Yes, the CDC still advises school masking for the un-jabbed, and kids 5 and under can’t get vaxxed. But the CDC is plainly being anti-science here: The World Health Organization was never this hyper-cautious, nor (again) was the rest of the world.

And facial signals are crucial to small children’s development.

More brilliance from the Babylon Bee: “Putin Receives Nobel Prize In Medicine For Ending COVID Pandemic.”

Chris Batemen rejects some economists’ “externalities”-based argument in support of vaccine mandates.

GMU Econ grad student Jon Murphy finds reasons for true liberals to take hope.

Jay Bhattacharya tweets:

The lockdown policies like school closures were a choice made by powerful people, not an obvious, logical consequence of the virus itself.

In the coming months, we the people can choose whether we want to continue to let those powerful people continue to make choices for us.

The Telegraph‘s Science Editor Sarah Knapton reports some good new from Britain: the error-prone SAGE is standing down. A slice:

Prof Carl Heneghan, the director of the Centre for Evidence-Based Medicine at the University of Oxford, said: “The standing down of Sage signifies the end of the pandemic in the UK.

“This is a remarkable turnabout of events given that just before Christmas, Sage advisers were warning infections could hit two million per day and were pushing for further restrictions.

“The Government will need to review whether Sage is fit for purpose when it comes to pandemics, particularly given its lack of clinical input and its overreliance on modelling – which we now know is no more than ‘guesswork’ – and its tendency to fixate on a particular set of assumptions.”

Steve Waterson busts the myth that Australia’s response to Covid-19 was praiseworthy. A slice:

It’s barely two years since the Covid lunacy first infected us, but already its history is being rewritten. In newspaper columns and on television, opinion-laden pundits are patting the enforcers and the obedient on the back, reassuring themselves with this dazzling myth that we managed our pandemic with admirable wisdom and efficiency.

Lacklustre politicians are understandably keen to embrace and promote this view, starting with the Prime Minister’s mantra that we “saved 30,000 lives”. Did we, though? Figures emerging from the few places that didn’t impose life-changing restrictions on their populations suggest they made next to no difference.

At best we tacked an extra couple of months on to the lives of some very old people in nursing homes, then immediately cancelled whatever benefit that afforded them by turning their last weeks into a lonely, bewildering, miserable slide towards the grave when they were forbidden to see family and friends and were attended by carers dressed like astronauts. They’re mostly dead by now, but I trust they slipped away with a message of gratitude on their lips.

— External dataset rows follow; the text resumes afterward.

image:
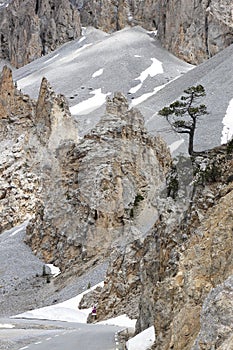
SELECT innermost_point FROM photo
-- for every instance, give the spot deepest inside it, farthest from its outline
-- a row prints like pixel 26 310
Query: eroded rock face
pixel 30 29
pixel 181 272
pixel 30 133
pixel 109 180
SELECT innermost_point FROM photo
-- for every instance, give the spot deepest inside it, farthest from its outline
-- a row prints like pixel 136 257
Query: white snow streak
pixel 175 145
pixel 155 68
pixel 74 54
pixel 143 340
pixel 90 104
pixel 144 97
pixel 227 121
pixel 97 73
pixel 52 58
pixel 55 271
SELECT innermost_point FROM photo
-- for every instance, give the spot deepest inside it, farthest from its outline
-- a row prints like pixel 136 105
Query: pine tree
pixel 183 114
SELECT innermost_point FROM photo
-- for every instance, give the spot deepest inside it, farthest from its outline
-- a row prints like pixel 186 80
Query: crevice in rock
pixel 207 29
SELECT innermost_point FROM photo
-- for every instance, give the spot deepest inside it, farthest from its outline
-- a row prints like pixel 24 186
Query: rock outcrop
pixel 182 270
pixel 106 191
pixel 30 29
pixel 30 132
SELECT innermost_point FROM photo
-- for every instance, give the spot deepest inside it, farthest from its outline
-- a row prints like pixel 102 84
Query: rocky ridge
pixel 108 181
pixel 182 271
pixel 30 29
pixel 192 31
pixel 26 155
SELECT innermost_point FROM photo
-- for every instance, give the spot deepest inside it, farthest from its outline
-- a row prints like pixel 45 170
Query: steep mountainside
pixel 182 271
pixel 104 192
pixel 30 131
pixel 30 29
pixel 192 30
pixel 82 196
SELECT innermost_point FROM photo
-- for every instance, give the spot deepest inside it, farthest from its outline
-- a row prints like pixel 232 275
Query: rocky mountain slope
pixel 192 31
pixel 111 188
pixel 179 277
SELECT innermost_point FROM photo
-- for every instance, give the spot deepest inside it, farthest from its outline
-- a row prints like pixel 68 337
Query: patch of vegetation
pixel 230 147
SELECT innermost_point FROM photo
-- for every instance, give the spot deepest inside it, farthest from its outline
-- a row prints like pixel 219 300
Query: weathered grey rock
pixel 30 133
pixel 217 319
pixel 193 31
pixel 30 29
pixel 107 182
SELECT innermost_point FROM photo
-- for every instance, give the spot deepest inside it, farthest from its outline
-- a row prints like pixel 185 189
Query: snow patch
pixel 143 340
pixel 55 271
pixel 155 68
pixel 52 58
pixel 175 145
pixel 74 54
pixel 66 311
pixel 121 321
pixel 6 325
pixel 145 96
pixel 90 104
pixel 227 121
pixel 97 73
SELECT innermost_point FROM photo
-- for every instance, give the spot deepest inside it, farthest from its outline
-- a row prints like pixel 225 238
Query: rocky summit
pixel 89 185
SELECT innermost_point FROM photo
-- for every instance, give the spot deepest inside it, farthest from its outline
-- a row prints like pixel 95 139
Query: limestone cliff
pixel 30 29
pixel 107 185
pixel 182 271
pixel 192 30
pixel 29 134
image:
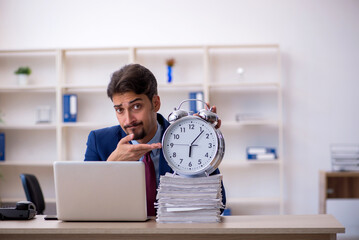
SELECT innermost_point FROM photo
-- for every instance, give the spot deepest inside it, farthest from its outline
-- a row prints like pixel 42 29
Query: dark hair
pixel 133 78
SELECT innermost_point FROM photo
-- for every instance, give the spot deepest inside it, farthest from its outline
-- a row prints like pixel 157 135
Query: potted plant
pixel 23 75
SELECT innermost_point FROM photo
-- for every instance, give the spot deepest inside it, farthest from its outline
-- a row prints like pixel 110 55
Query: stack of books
pixel 261 153
pixel 345 157
pixel 189 200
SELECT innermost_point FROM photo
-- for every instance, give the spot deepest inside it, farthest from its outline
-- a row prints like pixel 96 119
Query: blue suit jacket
pixel 102 142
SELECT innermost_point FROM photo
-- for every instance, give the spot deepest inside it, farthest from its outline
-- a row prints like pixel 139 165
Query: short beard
pixel 137 136
pixel 141 135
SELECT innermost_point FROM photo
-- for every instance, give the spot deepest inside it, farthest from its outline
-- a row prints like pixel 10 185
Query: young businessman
pixel 133 91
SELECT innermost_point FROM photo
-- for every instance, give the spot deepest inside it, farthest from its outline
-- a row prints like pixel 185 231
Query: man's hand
pixel 219 122
pixel 128 152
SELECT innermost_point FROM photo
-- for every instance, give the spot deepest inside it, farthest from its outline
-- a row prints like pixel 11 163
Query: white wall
pixel 319 41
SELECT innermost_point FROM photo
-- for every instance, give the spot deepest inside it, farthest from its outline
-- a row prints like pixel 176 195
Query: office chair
pixel 33 191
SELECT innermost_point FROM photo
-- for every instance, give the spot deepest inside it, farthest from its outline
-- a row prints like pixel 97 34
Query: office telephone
pixel 22 211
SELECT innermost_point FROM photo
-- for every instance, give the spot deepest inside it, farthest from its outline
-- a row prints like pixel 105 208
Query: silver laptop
pixel 100 191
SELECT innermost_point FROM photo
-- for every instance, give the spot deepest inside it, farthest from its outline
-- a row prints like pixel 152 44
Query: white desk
pixel 233 227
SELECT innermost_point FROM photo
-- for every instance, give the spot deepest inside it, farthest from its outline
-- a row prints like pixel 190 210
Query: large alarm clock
pixel 192 146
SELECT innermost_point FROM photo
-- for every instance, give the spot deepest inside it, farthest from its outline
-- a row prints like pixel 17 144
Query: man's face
pixel 137 114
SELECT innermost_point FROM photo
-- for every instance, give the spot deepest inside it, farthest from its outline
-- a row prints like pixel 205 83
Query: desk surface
pixel 231 225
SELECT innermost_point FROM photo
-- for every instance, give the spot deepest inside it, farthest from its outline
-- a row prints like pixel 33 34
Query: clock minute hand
pixel 190 146
pixel 197 137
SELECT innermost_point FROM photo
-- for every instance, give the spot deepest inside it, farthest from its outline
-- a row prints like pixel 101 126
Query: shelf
pixel 231 124
pixel 244 163
pixel 32 53
pixel 254 200
pixel 40 126
pixel 85 88
pixel 34 88
pixel 244 84
pixel 14 200
pixel 87 125
pixel 175 86
pixel 22 163
pixel 213 69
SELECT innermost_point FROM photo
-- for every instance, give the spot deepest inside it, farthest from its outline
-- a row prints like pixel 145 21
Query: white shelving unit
pixel 253 187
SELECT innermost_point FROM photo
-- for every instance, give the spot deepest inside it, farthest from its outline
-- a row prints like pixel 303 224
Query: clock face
pixel 189 145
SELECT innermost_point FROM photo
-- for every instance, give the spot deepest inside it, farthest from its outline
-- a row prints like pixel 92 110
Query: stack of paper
pixel 187 200
pixel 345 157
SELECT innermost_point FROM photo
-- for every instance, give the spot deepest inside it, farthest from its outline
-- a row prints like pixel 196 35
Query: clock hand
pixel 197 137
pixel 190 147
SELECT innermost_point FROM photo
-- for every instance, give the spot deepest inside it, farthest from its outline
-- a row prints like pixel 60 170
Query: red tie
pixel 150 184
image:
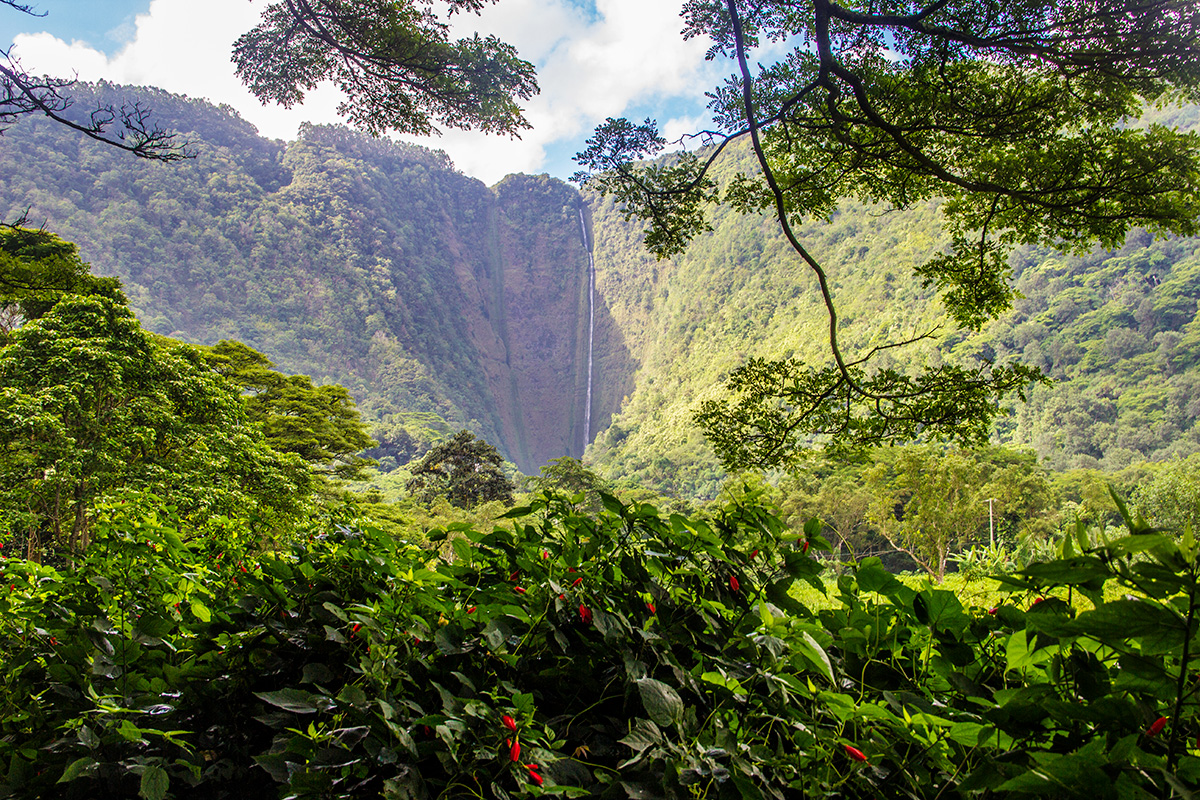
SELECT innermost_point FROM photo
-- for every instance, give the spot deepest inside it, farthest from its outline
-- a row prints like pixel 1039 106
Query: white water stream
pixel 592 319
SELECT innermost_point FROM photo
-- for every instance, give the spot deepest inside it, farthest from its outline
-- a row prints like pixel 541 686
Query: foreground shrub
pixel 621 655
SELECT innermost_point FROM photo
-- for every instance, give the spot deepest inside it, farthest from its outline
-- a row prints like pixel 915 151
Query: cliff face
pixel 443 304
pixel 437 301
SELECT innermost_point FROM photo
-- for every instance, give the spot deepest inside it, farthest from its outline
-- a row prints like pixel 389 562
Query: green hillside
pixel 359 262
pixel 443 304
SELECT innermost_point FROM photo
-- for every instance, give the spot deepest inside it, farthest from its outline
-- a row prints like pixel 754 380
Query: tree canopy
pixel 393 59
pixel 465 469
pixel 319 423
pixel 1017 114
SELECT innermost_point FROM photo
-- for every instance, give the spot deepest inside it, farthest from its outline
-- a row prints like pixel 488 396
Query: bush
pixel 624 654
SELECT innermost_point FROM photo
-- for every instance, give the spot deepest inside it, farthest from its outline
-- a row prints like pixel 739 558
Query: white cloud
pixel 588 68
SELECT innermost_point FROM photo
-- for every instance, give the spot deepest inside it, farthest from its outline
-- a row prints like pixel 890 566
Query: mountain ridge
pixel 443 304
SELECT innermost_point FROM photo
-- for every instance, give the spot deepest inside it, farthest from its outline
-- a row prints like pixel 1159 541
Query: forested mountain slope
pixel 444 304
pixel 437 301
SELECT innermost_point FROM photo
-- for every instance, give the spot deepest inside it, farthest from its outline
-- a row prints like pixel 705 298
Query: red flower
pixel 855 752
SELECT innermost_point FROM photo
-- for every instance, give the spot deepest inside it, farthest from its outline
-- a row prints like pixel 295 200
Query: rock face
pixel 436 300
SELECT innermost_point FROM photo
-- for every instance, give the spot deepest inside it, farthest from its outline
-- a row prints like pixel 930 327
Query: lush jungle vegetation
pixel 208 613
pixel 205 591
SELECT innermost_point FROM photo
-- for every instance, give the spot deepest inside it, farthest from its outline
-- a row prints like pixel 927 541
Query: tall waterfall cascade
pixel 592 322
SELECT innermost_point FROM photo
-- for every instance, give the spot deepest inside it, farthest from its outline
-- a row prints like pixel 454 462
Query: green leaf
pixel 663 703
pixel 815 654
pixel 643 734
pixel 78 768
pixel 154 783
pixel 291 699
pixel 201 611
pixel 513 513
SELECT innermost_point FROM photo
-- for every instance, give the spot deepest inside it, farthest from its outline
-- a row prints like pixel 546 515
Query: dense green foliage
pixel 91 404
pixel 318 423
pixel 369 265
pixel 588 656
pixel 465 470
pixel 1015 116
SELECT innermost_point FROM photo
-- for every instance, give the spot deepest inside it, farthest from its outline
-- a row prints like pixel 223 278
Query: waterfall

Have we forgotten what we went through? Is there a societal equivalent of the mechanism by which we suppress the memory of acute pain?

Before the narrative is embedded too deeply to remove, thereby permitting the same ludicrous weapons to be deployed when the next crisis occurs, perhaps we should remind ourselves of some of the highlights of our exemplary Covid performance.

Oh yes indeed, we got through the pandemic better than anyone else, as long as you’re prepared to ignore the curfews. The house arrest. No visitors. Toilet paper battles. Five-kilometre limits. An hour a day of exercise. Closed borders, internationally and internally. Closed pubs, restaurants, shops, parks, gyms, beaches, golf courses.

What else? No hospital or home visits to dying parents or children. No funerals or weddings. No holidays, reunions, gap years. No school or university. No jobs. Small businesses destroyed. A mental-health crisis. Surgeries and medical screenings suspended.

Then the impositions: carrying ID papers outside your home. QR codes. Contact tracing. Masks. Vaccine passports and mandates. Quarantine. Isolation. Protests forbidden. Monstrous fines. The thin blue line of pepper spray and truncheons.

Thomas P Seager tweets: (HT Jay Bhattacharya)

I never realized how much censorship was required to “defend democracy.”

I guess I’ve been naive all this time.